Kararı taraf vekilleri temyiz etmiştir.
(1) Dava dosyası içerisindeki bilgi ve belgelere, mahkeme kararının gerekçesinde dayanılan delillerin tartışılıp, değerlendirilmesinde usul ve yasaya aykırı bir yön bulunmamasına göre, davalı banka vekilinin aşağıdaki bendin kapsamı dışında kalan sair temyiz itirazları yerinde değildir.
(2) Davalı banka vekili tarafından, dava konusu sigorta sözleşmesinde acente sıfatı ile hareket edildiği ve kendilerine husumet yöneltilemeyeceği savunulmuş olup, davacı vekilince 24.11.2010 tarihli celsede davalı bankaya sigorta şirketinin acentesi sıfatı ile dava açtıkları belirtilmiştir. Bu durumda mahkemece davalı banka vekilinin husumet itirazı konusunda herhangi bir değerlendirme yapılmaksızın karar verilmesi doğru görülmemiş, hükmün temyiz eden davalı banka yararına bozulması gerekmiştir.
(3) Davalı sigorta şirketinin temyiz itirazlarına gelince, davacı taraf, davalı bankadan kullandığı kredi ile satın aldığı 412 metrekarelik iş yerinin değil, kiracısı olduğu ve yeni işyeri satın alması üzerine ayrıldığı 100 metrekarelik eski iş yerinin sigortalandığını belirtilerek, tahsil edilen prim bedelinin iadesini talep etmiştir. İddianın ileri sürülüş şekli itibariyle, 6098 sayılı TBK’nın 34 ve devamı maddelerinde düzenlenen hata hükümlerinin ve sonuçlarının, bu kapsamda öncelikle hak düşürücü sürenin geçip geçmediğinin değerlendirilmesi gerekmekte olup, hükmün temyiz eden davalı sigorta şirketi yararına bozulması gerekmiştir.

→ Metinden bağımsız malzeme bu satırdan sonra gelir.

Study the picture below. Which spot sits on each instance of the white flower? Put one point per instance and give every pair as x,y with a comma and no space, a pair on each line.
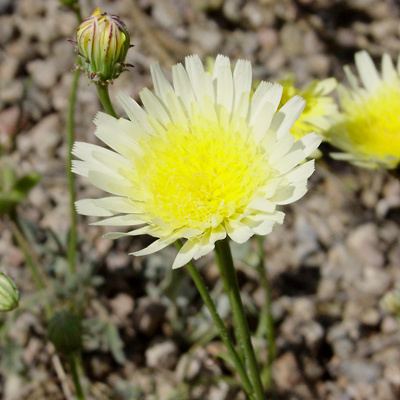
201,160
367,129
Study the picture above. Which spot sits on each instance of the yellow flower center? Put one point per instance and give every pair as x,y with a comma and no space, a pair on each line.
373,124
200,175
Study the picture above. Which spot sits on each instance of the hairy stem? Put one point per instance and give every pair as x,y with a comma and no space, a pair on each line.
72,239
266,324
104,97
74,363
223,332
228,274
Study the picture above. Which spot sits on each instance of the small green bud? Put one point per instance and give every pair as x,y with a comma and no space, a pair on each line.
391,302
65,332
9,294
102,42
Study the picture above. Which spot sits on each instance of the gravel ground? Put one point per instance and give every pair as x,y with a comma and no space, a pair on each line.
330,264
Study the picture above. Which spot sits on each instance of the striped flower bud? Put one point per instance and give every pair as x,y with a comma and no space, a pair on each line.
102,43
9,294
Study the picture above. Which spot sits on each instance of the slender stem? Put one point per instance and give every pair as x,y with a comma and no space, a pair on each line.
72,239
104,97
29,253
228,274
223,332
75,372
267,324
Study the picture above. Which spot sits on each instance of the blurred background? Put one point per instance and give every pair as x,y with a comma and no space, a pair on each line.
147,334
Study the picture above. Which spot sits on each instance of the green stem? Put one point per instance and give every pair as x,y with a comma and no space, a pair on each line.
104,97
223,332
267,324
75,372
28,252
228,274
72,239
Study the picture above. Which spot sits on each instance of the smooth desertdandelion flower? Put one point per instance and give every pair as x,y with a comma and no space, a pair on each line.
319,105
201,160
367,129
102,42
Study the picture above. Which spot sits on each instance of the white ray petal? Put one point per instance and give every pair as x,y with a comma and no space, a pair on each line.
108,131
366,68
110,183
200,80
134,111
310,143
162,87
291,111
154,107
120,220
182,86
388,69
242,77
186,253
224,82
157,245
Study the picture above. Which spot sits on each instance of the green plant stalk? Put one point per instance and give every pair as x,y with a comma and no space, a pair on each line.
72,238
104,97
229,278
28,252
223,332
74,364
266,324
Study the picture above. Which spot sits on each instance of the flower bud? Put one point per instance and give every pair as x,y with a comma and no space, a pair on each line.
9,294
65,332
102,43
391,302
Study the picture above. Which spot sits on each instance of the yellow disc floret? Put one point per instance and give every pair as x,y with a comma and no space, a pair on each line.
198,176
373,124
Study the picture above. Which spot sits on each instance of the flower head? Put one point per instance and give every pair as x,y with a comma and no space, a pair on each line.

(4) Bozma sebep ve şekline göre, davacı vekilinin temyiz itirazlarının bu aşamada incelenmesine yer olmadığına karar verilmiştir.

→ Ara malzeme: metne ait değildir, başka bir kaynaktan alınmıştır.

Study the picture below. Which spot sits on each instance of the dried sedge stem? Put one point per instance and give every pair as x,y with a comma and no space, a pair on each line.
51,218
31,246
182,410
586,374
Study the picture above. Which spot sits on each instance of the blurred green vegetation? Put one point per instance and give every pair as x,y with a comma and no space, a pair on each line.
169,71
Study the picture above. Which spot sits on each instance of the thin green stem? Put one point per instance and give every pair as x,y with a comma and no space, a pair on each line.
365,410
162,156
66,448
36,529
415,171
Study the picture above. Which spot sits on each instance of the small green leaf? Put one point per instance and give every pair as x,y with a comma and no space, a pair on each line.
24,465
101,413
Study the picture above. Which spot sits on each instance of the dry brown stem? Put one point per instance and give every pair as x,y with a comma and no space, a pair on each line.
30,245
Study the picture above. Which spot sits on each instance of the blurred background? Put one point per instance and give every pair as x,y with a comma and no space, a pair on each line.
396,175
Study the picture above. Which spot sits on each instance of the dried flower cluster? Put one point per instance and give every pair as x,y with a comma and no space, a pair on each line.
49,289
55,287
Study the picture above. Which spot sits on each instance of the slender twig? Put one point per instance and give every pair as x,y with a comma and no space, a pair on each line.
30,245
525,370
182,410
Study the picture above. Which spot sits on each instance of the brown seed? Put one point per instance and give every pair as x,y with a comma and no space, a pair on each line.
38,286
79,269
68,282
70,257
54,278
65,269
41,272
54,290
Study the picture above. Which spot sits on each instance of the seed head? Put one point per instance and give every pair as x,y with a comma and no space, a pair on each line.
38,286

SONUÇ: Yukarıda (1) nolu bentte açıklanan nedenlerle, davalı banka vekilinin sair temyiz itirazlarının REDDİNE, (2) nolu bentte açıklanan nedenlerle, davalı banka vekilinin temyiz itirazlarının kabulü ile hükmün temyiz eden davalı banka yararına BOZULMASINA, (3) nolu bentte açıklanan nedenle davalı sigorta şirketinin temyiz itirazlarının kabulü ile hükmün temyiz eden davalı sigorta şirketi yararına BOZULMASINA, (4) Bozma sebep ve şekline göre, davacı vekilinin temyiz itirazlarının bu aşamada incelenmesine yer olmadığına, ödedikleri temyiz peşin harcın istekleri halinde temyiz edenlere iadesine, 09/03/2016 tarihinde oybirliğiyle karar verildi.